The first head race of our season is this weekend. At this crucial milestone, I have to admit feeling behind in my rowing training.
The Hooch is looming, and while my boat is wait listed and still lacking a confirmed fourth rower, I know I need to train like it’s happening. But those triple ginger snaps from Trader Joe’s are so tempting, as is sleeping in. And who wants to run buckets of sweat across the floor erging for an hour?
Add in the stabbing pain rippling through my left rib cage, and now the entire head season is off track. I took a 1x out last week before the juniors practice and nearly broke down in tears, frustrated that I couldn’t row full power at an 18 without intense pain.
But I’m trying to right this shell back on course. I have, with best intentions, a plan. I’m tracking my calories again to make me accountable for dropping the happy weight. El Capitan strapped some kinesio tape to the ribs and they’re feeling better. This morning’s 2k was much less painful, even at full pressure as I tried to beat the lightening back to shore.
I know I have high-performance practice on weekends, to keep us accountable with training. El Capitan and I are discussing afternoon erg sessions.
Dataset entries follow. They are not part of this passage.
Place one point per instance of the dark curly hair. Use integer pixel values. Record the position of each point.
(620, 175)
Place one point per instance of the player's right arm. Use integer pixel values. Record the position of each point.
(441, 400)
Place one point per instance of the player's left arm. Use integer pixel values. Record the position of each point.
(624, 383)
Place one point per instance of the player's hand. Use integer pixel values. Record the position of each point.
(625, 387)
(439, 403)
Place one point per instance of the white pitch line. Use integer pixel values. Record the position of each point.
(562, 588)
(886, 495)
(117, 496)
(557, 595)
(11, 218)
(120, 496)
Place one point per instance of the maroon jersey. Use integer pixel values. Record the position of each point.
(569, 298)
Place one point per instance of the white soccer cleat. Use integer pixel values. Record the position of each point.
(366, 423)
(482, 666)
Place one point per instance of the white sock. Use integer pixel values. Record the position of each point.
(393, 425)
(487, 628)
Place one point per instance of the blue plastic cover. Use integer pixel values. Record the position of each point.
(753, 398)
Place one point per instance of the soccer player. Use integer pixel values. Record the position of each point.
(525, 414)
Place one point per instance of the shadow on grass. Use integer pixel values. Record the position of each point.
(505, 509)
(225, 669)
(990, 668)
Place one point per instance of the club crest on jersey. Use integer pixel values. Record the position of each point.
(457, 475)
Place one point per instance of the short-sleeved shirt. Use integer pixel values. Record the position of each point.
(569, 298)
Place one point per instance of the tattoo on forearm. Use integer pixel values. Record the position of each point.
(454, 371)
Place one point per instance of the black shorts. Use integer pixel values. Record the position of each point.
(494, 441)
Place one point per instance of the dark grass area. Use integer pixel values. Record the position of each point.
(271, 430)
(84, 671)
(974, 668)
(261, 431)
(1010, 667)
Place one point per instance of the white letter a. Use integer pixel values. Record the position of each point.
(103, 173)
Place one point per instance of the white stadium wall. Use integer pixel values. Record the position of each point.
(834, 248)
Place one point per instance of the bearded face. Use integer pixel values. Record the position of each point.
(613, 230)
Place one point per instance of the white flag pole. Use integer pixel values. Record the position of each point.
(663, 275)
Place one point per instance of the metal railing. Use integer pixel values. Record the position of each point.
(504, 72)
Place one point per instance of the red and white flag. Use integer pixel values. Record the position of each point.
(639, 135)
The training plan for the next month is written, loaded with coaching jargon. All that is left is the mental part: pushing through the alarm and saying, “NO, I will get up today and row regardless, or erg regardless,” or, “NO, I will not vacuum up all the (Insert: ginger snaps, trail mix, yogurt-covered fruit) in one day.”
Rowing is an awesome sport that can be enjoyed at all levels, but to excel at competitive events is an all-consuming challenge that isn’t just tiring physically. It’s not like we can strap on a pair of shoes and head out the door for a 5k (although we can for cross-training). An injury anywhere screeches rowing practice to a halt–back, arm, wrist, ankle, leg–you name an afflicted body part and we use it rowing. Competitive masters rowers have to arrange their entire lives around water time and access, while still finding time for lives and cross-training. Diet is crucial. Weight transfer to power or to drag. Everything matters–and it can be mentally and emotionally draining. After all–sometimes, you just want a chocolate cupcake. Is that too much to ask?